Выбрать главу

Ставший после смерти Черненко в 1985 году генсеком ЦК Горбачёв, считавший себя членом андроповской команды и продолжателем дела слишком быстро ушедшего в мир иной Юрия Владимировича, сразу уберёт из МГК Гришина, поставив на его место молодого, энергичного и амбициозного Бориса Ельцина с Урала, который так отзывался о задумке Горбачёва и о своём предшественнике в кресле первого секретаря МГК КПСС:

"… я отлично понимал, что меня используют, чтобы свалить команду Гришина. Гришин, конечно, человек не высокого интеллекта, без какого-то нравственного чувства, порядочности — этого у него не было. Была напыщенность, было очень сильно развито угодничество. Он знал в любой час, что нужно сделать, чтобы угодить руководству. С большим самомнением… Многих он развратил, не всю, конечно, Московскую партийную организацию, но руководство МГК — да. В аппарате сложился авторитарный стиль руководства. Авторитарность, да ещё без достаточного ума — это страшно. Сказывалось это всё на социальных делах, на уровне жизни людей, на внешнем облике Москвы. Столица стала жить хуже, чем несколько десятилетий назад. Грязная, с вечными очередями, с толпами людей…"

А персональный пенсионер союзного значения с 1987 года, Виктор Васильевич Гришин скоропостижно умрёт 25 мая 1992 года от инфаркта в Краснопресненском райсобесе, куда придёт переоформлять отменённую после распада СССР персональную пенсию на обычную, мизерную, на которую в те времена уже нельзя было прожить.

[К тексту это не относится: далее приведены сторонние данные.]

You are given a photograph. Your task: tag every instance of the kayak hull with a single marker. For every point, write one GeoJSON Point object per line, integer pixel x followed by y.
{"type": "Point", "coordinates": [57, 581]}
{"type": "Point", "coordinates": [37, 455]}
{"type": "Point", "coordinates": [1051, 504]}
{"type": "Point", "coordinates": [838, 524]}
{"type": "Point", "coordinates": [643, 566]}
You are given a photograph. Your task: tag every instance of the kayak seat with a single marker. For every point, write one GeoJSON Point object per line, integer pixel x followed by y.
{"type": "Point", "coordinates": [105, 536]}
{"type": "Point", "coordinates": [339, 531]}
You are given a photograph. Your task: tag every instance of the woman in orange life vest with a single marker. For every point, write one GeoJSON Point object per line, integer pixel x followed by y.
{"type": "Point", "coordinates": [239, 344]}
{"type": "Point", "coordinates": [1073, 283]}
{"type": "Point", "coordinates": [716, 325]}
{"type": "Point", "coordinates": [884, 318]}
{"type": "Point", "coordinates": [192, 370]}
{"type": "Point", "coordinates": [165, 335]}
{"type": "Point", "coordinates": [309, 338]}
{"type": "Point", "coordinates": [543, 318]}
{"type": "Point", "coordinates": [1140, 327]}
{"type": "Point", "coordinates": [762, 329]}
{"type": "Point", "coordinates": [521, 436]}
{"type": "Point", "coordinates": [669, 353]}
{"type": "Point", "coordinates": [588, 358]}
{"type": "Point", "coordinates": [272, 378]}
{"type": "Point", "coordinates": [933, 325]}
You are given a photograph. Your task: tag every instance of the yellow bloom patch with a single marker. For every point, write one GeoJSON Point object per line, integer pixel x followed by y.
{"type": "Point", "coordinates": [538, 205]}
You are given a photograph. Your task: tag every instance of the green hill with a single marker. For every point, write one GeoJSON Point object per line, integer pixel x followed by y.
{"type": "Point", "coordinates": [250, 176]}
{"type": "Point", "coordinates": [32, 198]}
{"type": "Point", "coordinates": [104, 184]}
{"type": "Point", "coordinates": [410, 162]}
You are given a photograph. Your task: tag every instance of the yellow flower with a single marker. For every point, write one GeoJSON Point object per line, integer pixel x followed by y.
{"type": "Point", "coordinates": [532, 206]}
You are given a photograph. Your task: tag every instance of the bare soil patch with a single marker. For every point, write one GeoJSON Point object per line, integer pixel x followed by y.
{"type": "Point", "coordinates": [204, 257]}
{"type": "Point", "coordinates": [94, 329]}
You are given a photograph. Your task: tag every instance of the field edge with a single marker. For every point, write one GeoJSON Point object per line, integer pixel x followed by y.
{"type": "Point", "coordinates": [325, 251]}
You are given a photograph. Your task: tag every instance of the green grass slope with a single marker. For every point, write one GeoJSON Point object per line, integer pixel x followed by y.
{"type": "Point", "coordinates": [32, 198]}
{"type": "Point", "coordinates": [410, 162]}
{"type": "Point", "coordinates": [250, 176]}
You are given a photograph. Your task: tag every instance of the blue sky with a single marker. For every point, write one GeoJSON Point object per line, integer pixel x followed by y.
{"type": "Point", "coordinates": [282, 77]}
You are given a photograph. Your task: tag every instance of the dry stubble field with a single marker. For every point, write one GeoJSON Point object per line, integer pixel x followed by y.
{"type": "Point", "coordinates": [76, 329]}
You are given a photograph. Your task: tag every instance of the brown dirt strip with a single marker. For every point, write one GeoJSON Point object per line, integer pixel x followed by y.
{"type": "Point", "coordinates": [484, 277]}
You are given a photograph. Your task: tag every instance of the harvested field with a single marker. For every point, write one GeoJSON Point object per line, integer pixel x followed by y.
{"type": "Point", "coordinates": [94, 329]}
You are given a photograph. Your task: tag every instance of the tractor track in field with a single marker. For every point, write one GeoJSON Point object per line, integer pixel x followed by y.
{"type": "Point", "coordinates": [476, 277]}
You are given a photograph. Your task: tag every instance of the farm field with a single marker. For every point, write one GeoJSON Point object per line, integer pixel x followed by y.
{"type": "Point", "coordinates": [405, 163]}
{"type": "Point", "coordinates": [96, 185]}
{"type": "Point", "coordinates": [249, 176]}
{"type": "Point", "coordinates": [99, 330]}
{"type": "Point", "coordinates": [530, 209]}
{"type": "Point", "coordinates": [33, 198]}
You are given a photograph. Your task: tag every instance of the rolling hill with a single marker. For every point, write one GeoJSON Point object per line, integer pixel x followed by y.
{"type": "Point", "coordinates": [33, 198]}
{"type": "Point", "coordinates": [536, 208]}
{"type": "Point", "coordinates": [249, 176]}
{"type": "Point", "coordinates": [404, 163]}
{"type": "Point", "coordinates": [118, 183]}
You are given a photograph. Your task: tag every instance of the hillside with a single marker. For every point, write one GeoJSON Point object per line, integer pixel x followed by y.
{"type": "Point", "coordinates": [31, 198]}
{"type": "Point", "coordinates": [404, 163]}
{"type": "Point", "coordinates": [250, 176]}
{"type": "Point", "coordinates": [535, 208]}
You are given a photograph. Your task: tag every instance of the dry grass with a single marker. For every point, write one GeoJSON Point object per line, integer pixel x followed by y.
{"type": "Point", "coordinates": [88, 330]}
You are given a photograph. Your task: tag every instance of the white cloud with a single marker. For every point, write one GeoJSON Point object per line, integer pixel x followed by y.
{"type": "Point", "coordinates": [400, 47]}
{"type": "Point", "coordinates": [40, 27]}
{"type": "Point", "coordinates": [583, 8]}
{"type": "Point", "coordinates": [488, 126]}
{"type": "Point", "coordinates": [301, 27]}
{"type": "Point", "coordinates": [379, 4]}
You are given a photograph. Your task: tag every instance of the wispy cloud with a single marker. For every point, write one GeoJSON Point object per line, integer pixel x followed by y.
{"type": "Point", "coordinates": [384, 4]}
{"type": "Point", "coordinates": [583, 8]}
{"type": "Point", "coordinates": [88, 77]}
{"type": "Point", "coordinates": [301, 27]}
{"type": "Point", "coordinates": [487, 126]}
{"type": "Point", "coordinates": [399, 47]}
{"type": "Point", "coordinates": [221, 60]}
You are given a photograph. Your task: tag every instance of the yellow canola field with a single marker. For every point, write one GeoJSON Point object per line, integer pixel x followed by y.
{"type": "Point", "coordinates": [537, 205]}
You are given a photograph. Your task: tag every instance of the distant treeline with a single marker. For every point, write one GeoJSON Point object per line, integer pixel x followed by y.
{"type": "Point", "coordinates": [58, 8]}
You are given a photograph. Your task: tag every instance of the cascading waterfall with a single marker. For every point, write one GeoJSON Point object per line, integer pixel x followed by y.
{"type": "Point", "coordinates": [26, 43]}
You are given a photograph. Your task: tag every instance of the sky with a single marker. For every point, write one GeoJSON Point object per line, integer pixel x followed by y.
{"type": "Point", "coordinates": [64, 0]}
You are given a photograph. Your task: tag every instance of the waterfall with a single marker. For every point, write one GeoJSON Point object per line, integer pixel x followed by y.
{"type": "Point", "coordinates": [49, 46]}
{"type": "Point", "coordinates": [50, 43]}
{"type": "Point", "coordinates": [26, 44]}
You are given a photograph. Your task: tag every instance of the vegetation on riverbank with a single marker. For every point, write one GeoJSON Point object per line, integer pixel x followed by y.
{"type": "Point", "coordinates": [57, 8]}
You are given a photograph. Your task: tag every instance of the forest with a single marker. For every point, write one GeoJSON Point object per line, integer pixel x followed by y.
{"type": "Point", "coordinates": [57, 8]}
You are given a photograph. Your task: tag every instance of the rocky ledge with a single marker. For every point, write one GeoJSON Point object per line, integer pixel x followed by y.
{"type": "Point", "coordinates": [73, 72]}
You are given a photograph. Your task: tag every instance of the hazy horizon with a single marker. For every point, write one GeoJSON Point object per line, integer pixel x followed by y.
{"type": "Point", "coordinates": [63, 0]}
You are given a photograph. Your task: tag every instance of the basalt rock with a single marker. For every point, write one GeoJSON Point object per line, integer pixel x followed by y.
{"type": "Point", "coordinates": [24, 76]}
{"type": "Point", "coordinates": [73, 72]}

Всю свою длинную жизнь на партийном Олимпе Гришин говорил от имени народа и действовал ради народа, которого он не знал совершенно. Он так давно не стоял в очередях, что забыл, что это такое. Даже, когда его отставили при Горбачёве, он остался персональным пенсионером, прикреплённым к партийным кормушкам, поликлиникам, больницам и санаториям — поменялся только их уровень, что для бывшего члена ЦК и Политбюро уже было сильнейшим ударом. Но оказавшись вдруг в мае 1992 года среди, в самой гуще нищего народа, в длинной очереди, как все, Гришин первый раз увидел настоящую жизнь советского народа изнутри. И его партийное сердце не выдержало такого испытания жуткой советской действительностью, о которой он и понятия не имел.

У Гришина, в отличие от многих других бывших партийных бонз, прекрасно вписавшихся в капитализм на золото, недвижимость и связи партии, никаких денег, особняков и ценностей и в помине не окажется. Бывший "всесильный хозяин" Москвы скончается в полной нищете.

На горе Горбачёва (и не его одного), слишком амбициозный Ельцин станет могильщиком не только Гришина и его команды в МГК, но политически похоронит и самого Михаила Сергеевича, а также КПСС, КГБ и СССР. Чего тогда никто ещё не знал…

Планов громадьё.

Услышав на заседании Политбюро 18 декабря 1980 года приятные слова Андропова про свой день рождения, Брежнев расплылся в добродушной улыбке, и все, заулыбавшись, принялись обсуждать, как и где лучше отпраздновать очередную годовщину "дорогого Леонида Ильича".

И вдруг Брежнев говорит: "А что это мы, старые товарищи по партии, так официально друг к другу обращаемся — Михаил Андреевич, Дмитрий Федорович… Давайте звать всех по отчеству — Андреич, Федорыч". Помолчал и добавил: "Ильич…" Все для вида одобрили, но на новые обращения так и не перешли.

Маленький праздник для членов ПБ, секретарей ЦК, руководства Совмина, Госплана и Госснаба, некоторых руководителей братских партий намечалось провести в Кремле, затем — в узком дружеском кругу и с членами семьи — дома на Кутузовском проспекте, а на ближайшие выходные готовилась большая стрельба и алкогольные возлияния в охотхозяйстве в Завидово.

Андропов зачитал от имени Политбюро поздравление Брежневу с наступающим днём рождения и Указ Президиума Верховного Совета СССР о награждении его Орденом Октябрьской революции (дата была некруглой, поэтому в этот раз вручили только второй орден в советской иерархии, на следующий год — 18 декабря 1981 г. ему присвоят в четвёртый раз звание Героя Советского Союза с вручением медали Героя и восьмого Ордена Ленина). На официальном поздравлении под камеры Центрального телевидения вручать вылез "вечный" идеолог — Суслов.